Jathushan Rajasegaran, Georgios Pavlakos, Angjoo Kanazawa, Jitendra Malik.
Neural Information Processing Systems (NeurIPS), 2021.

This code repository provides a code implementation for our paper T3DP, with installation, preparing datasets, and evaluating on datasets, and a demo code to run on any youtube videos.

Abstract : We present a novel approach for tracking multiple people in video. Unlike past approaches which employ 2D representations, we focus on using 3D representations of people, located in three-dimensional space. To this end, we develop a method, Human Mesh and Appearance Recovery (HMAR) which in addition to extracting the 3D geometry of the person as a SMPL mesh, also extracts appearance as a texture map on the triangles of the mesh. This serves as a 3D representation for appearance that is robust to viewpoint and pose changes. Given a video clip, we first detect bounding boxes corresponding to people, and for each one, we extract 3D appearance, pose, and location information using HMAR. These embedding vectors are then sent to a transformer, which performs spatio-temporal aggregation of the representations over the duration of the sequence. The similarity of the resulting representations is used to solve for associations that assigns each person to a tracklet. We evaluate our approach on the Posetrack, MuPoTs and AVA datasets. We find that 3D representations are more effective than 2D representations for tracking in these settings, and we obtain state-of-the-art performance.

Installation

We recommend creating a clean conda environment and install all dependencies. You can do this as follows:

conda env create -f _environment.yml

After the installation is complete you can activate the conda environment by running:

conda activate T3DP

Install PyOpenGL from this repository:

pip uninstall pyopengl
git clone https://github.com/mmatl/pyopengl.git
pip install ./pyopengl

Additionally, install Detectron2 from the official repository, if you need to run demo code on a local machine. We provide detections inside the _DATA folder, so for running the tracker on posetrack or mupots, you do not need to install Detectron2.

Download Data

We provide preprocessed files for PoseTrack and MuPoTs datasets (AVA files will be released soon!). Please download this folder and extract inside the main repository.

Training

To train the transformer model with posetrack data run,

python train_t3dp.py
--learning_rate 0.001
--lr_decay_epochs 10000,20000
--epochs 100000
--tags T3PO
--train_dataset posetrack_2018
--test_dataset posetrack_2018
--train_batch_size 32
--feature APK
--train

WANDB will create unique names for each run, and save the model names accordingly. Use this name for evaluation. We have also provided pretrained weights inside the _DATA folder.

Testing

Once the posetrack dataset is downloaded at "_DATA/Posetrack_2018/", run the following command to run our tracker on all validation videos.

python test_t3dp.py
--dataset "posetrack"
--dataset_path "_DATA/Posetrack_2018/"
--storage_folder "Videos_Final"
--render True
--save True

Evaluation

To evaluate the tracking performance on ID switches, MOTA, and IDF1 metrics, please run the following command.

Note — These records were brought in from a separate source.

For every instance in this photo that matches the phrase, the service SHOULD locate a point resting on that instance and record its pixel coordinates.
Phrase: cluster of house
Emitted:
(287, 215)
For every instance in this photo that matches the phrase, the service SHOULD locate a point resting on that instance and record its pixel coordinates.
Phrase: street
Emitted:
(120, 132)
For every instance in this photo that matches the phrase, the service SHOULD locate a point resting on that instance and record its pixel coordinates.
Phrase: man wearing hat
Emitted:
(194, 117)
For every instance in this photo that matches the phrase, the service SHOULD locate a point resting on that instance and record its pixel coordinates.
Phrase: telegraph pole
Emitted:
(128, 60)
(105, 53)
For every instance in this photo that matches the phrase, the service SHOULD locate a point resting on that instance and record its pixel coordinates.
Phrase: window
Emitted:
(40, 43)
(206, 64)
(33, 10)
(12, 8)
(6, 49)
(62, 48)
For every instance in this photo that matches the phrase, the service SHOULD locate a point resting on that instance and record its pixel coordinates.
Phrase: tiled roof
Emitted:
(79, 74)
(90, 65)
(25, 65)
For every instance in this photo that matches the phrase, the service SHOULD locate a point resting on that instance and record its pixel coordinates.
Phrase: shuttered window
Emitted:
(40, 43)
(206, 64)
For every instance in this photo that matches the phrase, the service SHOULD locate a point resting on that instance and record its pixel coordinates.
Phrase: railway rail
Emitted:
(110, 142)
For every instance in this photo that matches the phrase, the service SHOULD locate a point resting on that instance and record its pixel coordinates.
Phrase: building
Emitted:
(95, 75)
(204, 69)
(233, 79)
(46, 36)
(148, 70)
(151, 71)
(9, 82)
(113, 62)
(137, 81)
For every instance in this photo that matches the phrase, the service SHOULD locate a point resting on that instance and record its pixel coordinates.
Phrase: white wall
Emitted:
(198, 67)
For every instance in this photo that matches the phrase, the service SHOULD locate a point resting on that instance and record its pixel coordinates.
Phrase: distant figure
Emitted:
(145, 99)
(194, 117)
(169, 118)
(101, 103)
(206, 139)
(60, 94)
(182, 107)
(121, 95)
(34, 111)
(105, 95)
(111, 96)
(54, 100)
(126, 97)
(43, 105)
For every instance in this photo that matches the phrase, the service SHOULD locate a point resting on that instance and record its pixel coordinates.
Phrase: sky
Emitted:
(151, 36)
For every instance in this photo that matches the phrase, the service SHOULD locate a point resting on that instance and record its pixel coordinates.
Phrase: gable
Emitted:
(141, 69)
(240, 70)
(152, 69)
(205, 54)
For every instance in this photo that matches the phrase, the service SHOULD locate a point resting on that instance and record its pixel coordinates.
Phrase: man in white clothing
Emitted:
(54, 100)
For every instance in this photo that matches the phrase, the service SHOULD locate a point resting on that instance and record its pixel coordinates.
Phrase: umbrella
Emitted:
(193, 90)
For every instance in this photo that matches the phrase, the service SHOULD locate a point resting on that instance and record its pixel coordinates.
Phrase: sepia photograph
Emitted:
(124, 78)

python3 evaluate_t3dp.py out/Videos_Final/results/ t3dp posetrack

Demo

Please run the following command to run our method on a youtube video. This will download the youtube video from a given ID, and extract frames, run Detectron2, run HMAR and finally run our tracker and renders the video.

python3 demo.py

Results (Project site)

We evaluated our method on PoseTrack, MuPoTs and AVA datasets. Our results show significant improvements over the state-of-the-art methods on person tracking. For more results please visit our website.

Acknowledgements

Parts of the code are taken or adapted from the following repos:

Contact

Jathushan Rajasegaran - [email protected] or [email protected]
To ask questions or report issues, please open an issue on the issues tracker.
Discussions, suggestions and questions are welcome!

Citation

If you find this code useful for your research or the use data generated by our method, please consider citing the following paper:

@Inproceedings{rajasegaran2021tracking,
  title     = {Tracking People with 3D Representations},
  author    = {Rajasegaran, Jathushan and Pavlakos, Georgios and Kanazawa, Angjoo and Malik, Jitendra},
  Booktitle = {NeurIPS},
  year      = {2021}
}

Owner
Jathushan Rajasegaran
Jathushan Rajasegaran
Create UIs for prototyping your machine learning model in 3 minutes

Note: We just launched Hosted, where anyone can upload their interface for permanent hosting. Check it out! Welcome to Gradio Quickly create customiza

Gradio 11.7k Jan 07, 2023
Implementation of ๐Ÿฆฉ Flamingo, state-of-the-art few-shot visual question answering attention net out of Deepmind, in Pytorch

๐Ÿฆฉ Flamingo - Pytorch Implementation of Flamingo, state-of-the-art few-shot visual question answering attention net, in Pytorch. It will include the p

Phil Wang 630 Dec 28, 2022
[NeurIPS 2021] COCO-LM: Correcting and Contrasting Text Sequences for Language Model Pretraining

COCO-LM This repository contains the scripts for fine-tuning COCO-LM pretrained models on GLUE and SQuAD 2.0 benchmarks. Paper: COCO-LM: Correcting an

Microsoft 106 Dec 12, 2022
ImageNet-CoG is a benchmark for concept generalization. It provides a full evaluation framework for pre-trained visual representations which measure how well they generalize to unseen concepts.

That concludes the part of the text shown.